Bem se sabe que a delação não é algo novo, inédito. Ao revés, tem raízes antiguíssimas. Citando-se aqui, ainda que perfunctoriamente, a título de exemplo, a famigerada Lei 8.072/90 – Lei dos Crimes Hediondos. Entretanto, não se pode negar que foi somente com o advento da Lei 12.850/2013, que trata das Organizações Criminosas, que o instituto ganhou a notoriedade que tem. Tal se deu, tendo em conta a premiação legal, bem como rito procedimental desde as tratativas até a homologação do acordo, que foram, como em nenhum outro diploma normativo, “pormenorizadamente” regulamentados pelo legislador brasileiro.
Contudo, em que pese tenha havido inegável esforço, por parte do legislador, na regulamentação minudenciada do instituto, ainda assim, a cada dia que se passa, novas indagações têm surgido, reclamando, em consequência, da doutrina uma postura mais atenta; tudo para buscar, na medida do possível, o aperfeiçoamento desta técnica especial de investigação que, pelo que se observa, veio mesmo para ficar e provocar uma mudança total de paradigma no processo penal brasileiro.
Destaque-se, na oportunidade, que muito se discutiu, muito se discute e muito ainda se discutirá acerca do tema, haja vista sua natureza multifacetada, que é verdadeiro campo fértil para o debate acadêmico, bem assim para aplicação prática no cotidiano forense.
Deixando-se de lado, porém, algumas questões já trabalhadas pela doutrina, inclusive por este articulista, far-se-á, neste artigo, uma abordagem diferente, pouco explorada, mas nem por isso menos importante.
Tratar-se-á, aqui, do que se pretende convencionar de “Colaboração Premiada Unilateral”. Para tanto, algumas relevantes ponderações e outros tantos esclarecimentos fazem-se necessários ao desenvolvimento do tema.
Pois bem.

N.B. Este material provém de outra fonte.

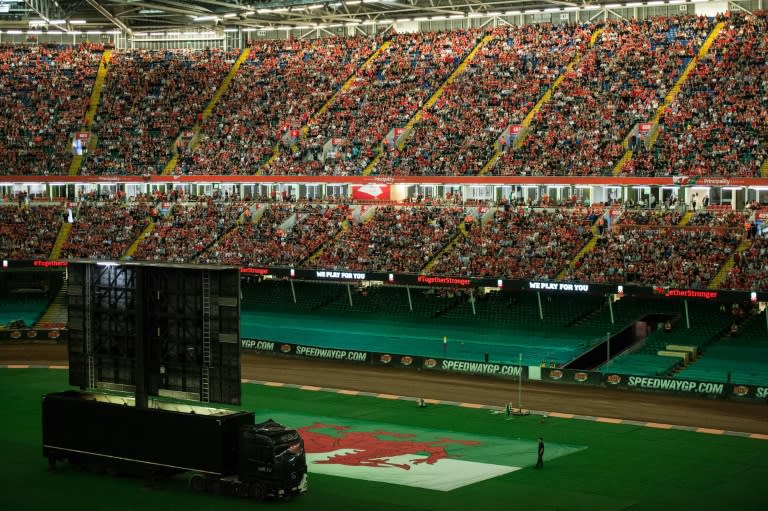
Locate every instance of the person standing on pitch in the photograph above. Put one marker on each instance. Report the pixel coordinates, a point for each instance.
(540, 459)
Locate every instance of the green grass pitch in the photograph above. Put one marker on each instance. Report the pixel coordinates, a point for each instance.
(588, 466)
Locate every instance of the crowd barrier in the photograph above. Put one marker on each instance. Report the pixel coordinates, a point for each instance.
(33, 334)
(514, 372)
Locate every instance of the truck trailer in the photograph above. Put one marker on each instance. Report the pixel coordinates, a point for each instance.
(224, 450)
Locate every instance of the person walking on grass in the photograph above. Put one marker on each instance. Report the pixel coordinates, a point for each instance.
(540, 459)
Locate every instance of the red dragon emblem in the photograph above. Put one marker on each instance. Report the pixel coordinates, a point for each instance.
(373, 448)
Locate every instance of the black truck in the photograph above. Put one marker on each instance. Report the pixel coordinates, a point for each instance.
(225, 451)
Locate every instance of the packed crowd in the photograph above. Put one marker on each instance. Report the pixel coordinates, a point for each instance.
(273, 95)
(148, 98)
(105, 230)
(663, 256)
(619, 82)
(187, 230)
(750, 268)
(28, 232)
(651, 218)
(518, 243)
(718, 124)
(498, 88)
(269, 119)
(394, 239)
(632, 246)
(284, 235)
(44, 94)
(385, 94)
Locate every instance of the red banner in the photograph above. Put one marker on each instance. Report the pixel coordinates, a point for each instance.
(372, 191)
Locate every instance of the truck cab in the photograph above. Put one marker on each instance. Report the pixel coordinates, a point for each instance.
(271, 460)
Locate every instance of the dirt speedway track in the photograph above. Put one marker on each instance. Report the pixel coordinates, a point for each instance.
(640, 406)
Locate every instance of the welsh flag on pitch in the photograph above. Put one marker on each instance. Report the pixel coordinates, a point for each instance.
(424, 458)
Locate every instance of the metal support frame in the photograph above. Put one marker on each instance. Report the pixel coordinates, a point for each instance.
(541, 310)
(205, 383)
(104, 12)
(90, 364)
(410, 302)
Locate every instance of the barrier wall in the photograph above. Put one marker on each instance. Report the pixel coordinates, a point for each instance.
(510, 371)
(33, 334)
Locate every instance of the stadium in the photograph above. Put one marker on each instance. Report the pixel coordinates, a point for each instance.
(457, 227)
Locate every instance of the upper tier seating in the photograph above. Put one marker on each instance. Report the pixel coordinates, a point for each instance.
(498, 88)
(149, 97)
(717, 124)
(44, 94)
(275, 92)
(621, 81)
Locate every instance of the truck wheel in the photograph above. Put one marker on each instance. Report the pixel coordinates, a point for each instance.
(197, 482)
(256, 491)
(214, 486)
(242, 490)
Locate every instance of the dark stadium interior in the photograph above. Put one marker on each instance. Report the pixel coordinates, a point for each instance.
(444, 194)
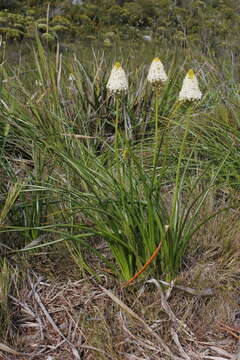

Do ponto de vista do direito material, teria a delação premiada natureza jurídica: a) no âmbito das organizações criminosas, de causa de progressão de regime (art. 4º, §5º, Lei 12.850/13); b) ainda no âmbito do crime organizado, causa de improcessabilidade, haja vista a possiblidade que tem o Ministério Público de abster-se de oferecer a denúncia em desfavor do agente colaborador (art. 4º, §4º, da Lei 12.850/12); c) no âmbito da lavagem de dinheiro, causa de substituição da pena privativa de liberdade por restritiva de direito (art. 1º, §5º, da Lei 9.613); d) ainda no campo de incidência da Lei de lavagem de capitais, causa de fixação de regime inicial aberto ou semiaberto (art. 1º, §5º, da Lei 9.613); de forma mais ampla, caracteriza-se, também, como causa extintiva da punibilidade; e) por fim, em todas as situações, não deixa de ser uma causa de diminuição de pena, sempre na proporção de 1/3 a 2/3, com ressalvas, todavia, no âmbito das organizações criminosas, que o quantum de diminuição pode chegar até 2/3.
Analisando-a do prisma do direito adjetivo, Afrânio Silva Jardim, por todos, entende tratar-se de verdadeiro “negócio jurídico processual”, porquanto pode ser celebrado entre o delegado de polícia, o investigado e o defensor, com a manifestação do Ministério Público; ou, conforme o caso, entre o Ministério Público e o investigado ou acusado e seu defensor” (art. 4º, § 6º), confirmando, assim, a natureza jurídica de negócio jurídico processual.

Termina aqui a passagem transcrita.